Fig. 6. Killing of PARPi-resistant BRCA1 cells by targeting DNPH1.

(A) Left panel: SUM149 BRCA1^mut (parental) and WT (revertant) cell lines were either untreated or treated with olaparib in the absence (black lines) or presence of hmdU (2 μM; red lines) for 8 days. Cell viability was determined using CellTiter-Glo (mean with s.e.m; n=3). Blue dotted line represents EC50 values. Center panel: As (left) but SUM149 BRCA1^mut (parental) and WT cell lines were either untreated or treated with the indicated doses of hmdU in the absence (black lines) or presence of DNPH1 KO (red lines) for 8 days. Right panel: Therapeutic index of the indicated treatments calculated from the ratio of EC50 values from (left) and (center) in SUM149 WT vs.
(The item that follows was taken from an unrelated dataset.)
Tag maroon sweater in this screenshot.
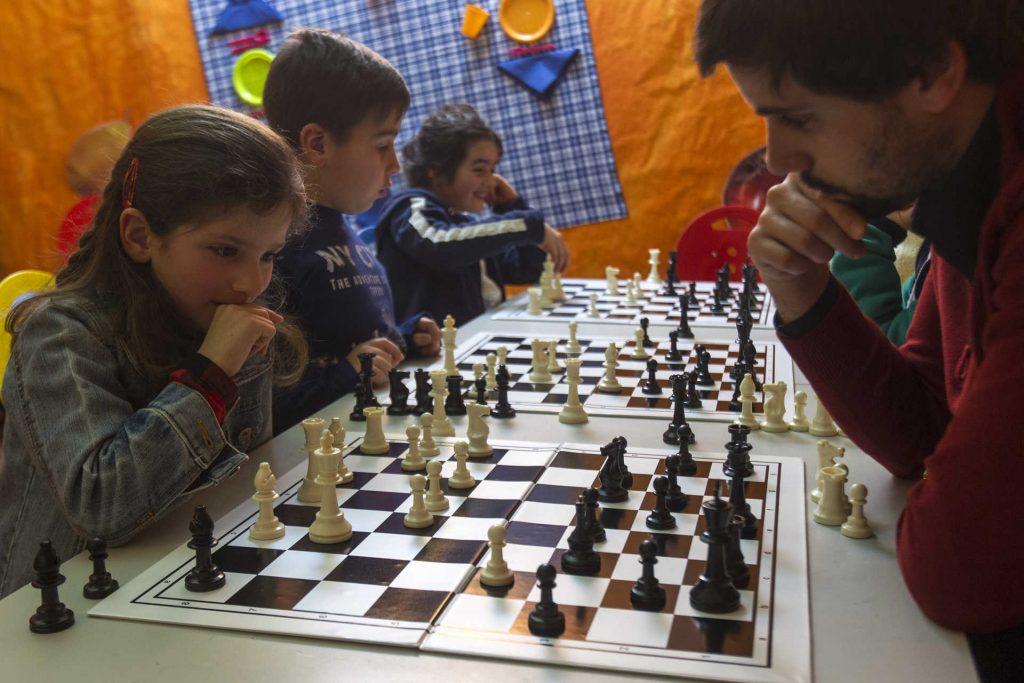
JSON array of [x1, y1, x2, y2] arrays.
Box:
[[778, 67, 1024, 634]]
BRCA1^mut cells. (B) Left: SUM149 BRCA1^mut/sg53BP1 or WT (revertant) cell lines were treated as in (A, left). For direct comparison, curves of WT and WT + hmdU from (A, left) are shown (solid black and red lines, respectively). Center: SUM149 BRCA1^mut/sg53BP1 or WT cell lines were treated as in (A, center). For direct comparison, curves of WT and DNPH1^-/- from (A, center) are shown (solid black and red lines, respectively). Right: Therapeutic index of the indicated treatments calculated from the ratio of EC50 values from (left) and (center) in SUM149 BRCA1^mut/sg53BP1 cells. (C) Left: SUM149 BRCA1^mut PARP1^-/- or WT cell lines were treated as in (A, left). For direct comparison, curves of WT and WT + hmdU from (A, left) are shown (solid black and red lines, respectively). Center: SUM149 BRCA1^mut PARP1^-/- or WT cell lines were treated as in (A, center). For direct comparison, curves of WT and DNPH1^-/- from (A, center) are shown (solid black and red lines, respectively). Right: Therapeutic index of the indicated treatments calculated from the ratio of EC50 values from (left) and (center) in BRCA1^mut PARP1^-/- cells. (D) Inhibition of DNPH1 activity towards hmdUMP by N6-benzyl-AMP (DNPH1i). DNPH1 (4 μM) was incubated with hmdUMP (1 mM) in the absence or presence of DNPH1i for 45 min. Products were analyzed by RP-HPLC and visualized as chromatograms. (E) SUM149 BRCA1^mut (parental) and WT (revertant) cell lines were either untreated or treated with hmdU in the absence or presence of DNPH1i (0.3 μM) for 8 days. Viability was determined using CellTiter-Glo (mean with s.e.m; n=3). BRCA1^mut vs BRCA1^mut + DNPH1i, p < 0.0001. (F) SUM149 BRCA1^mut PARP1^-/- or WT (revertant) cell lines were treated as in (E) (mean with s.e.m; n=3). BRCA1^mut PARP1^-/- vs BRCA1^mut PARP1^-/- + DNPH1i, p < 0.0001.